An intentional oversight, not sharing the truth or misleading information — these are all statements that can be used to describe the interactions among some business professionals. In many cases, the damage done is minimal or nonexistent and the matter is never taken into further consideration. However, in other cases, potential damage exists, shareholder disputes become apparent and the business may suffer. Ohio business professionals typically try to avoid the later scenario.
Recently, shareholders of Zillow Group Inc., a real estate marketing company, filed suit against several of the company’s directors. Shareholders claim that in a securities filing made in 2017, these directors violated the law and put the company in jeopardy of being charged with securities violations. These shareholders indicate that this filing did not adequately address possible Real Estate Settlement Procedures Act (RESPA) non-compliance issues.
The shareholders bringing the lawsuit hold that as directors of the company, these individuals should have known that misleading information was being presented. Additionally, they should have taken steps to correct the situation and protect the company. Shareholders claim that by not taking action the directors have not fulfilled their fiduciary duties to the company.

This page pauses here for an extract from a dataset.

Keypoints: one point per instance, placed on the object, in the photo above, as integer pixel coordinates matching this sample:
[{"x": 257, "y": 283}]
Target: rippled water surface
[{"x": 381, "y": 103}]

Ohio businesses often depend upon shareholders for needed funding. In turn, these shareholders depend upon those operating the business to do so in an appropriate manner. When the way in which the company is operated or the possibility of misleading information being presented and relied upon comes into question, then there is possibility of shareholder disputes. Experienced legal counsel can help to sort through the apparent concerns and perhaps avoid them to begin with.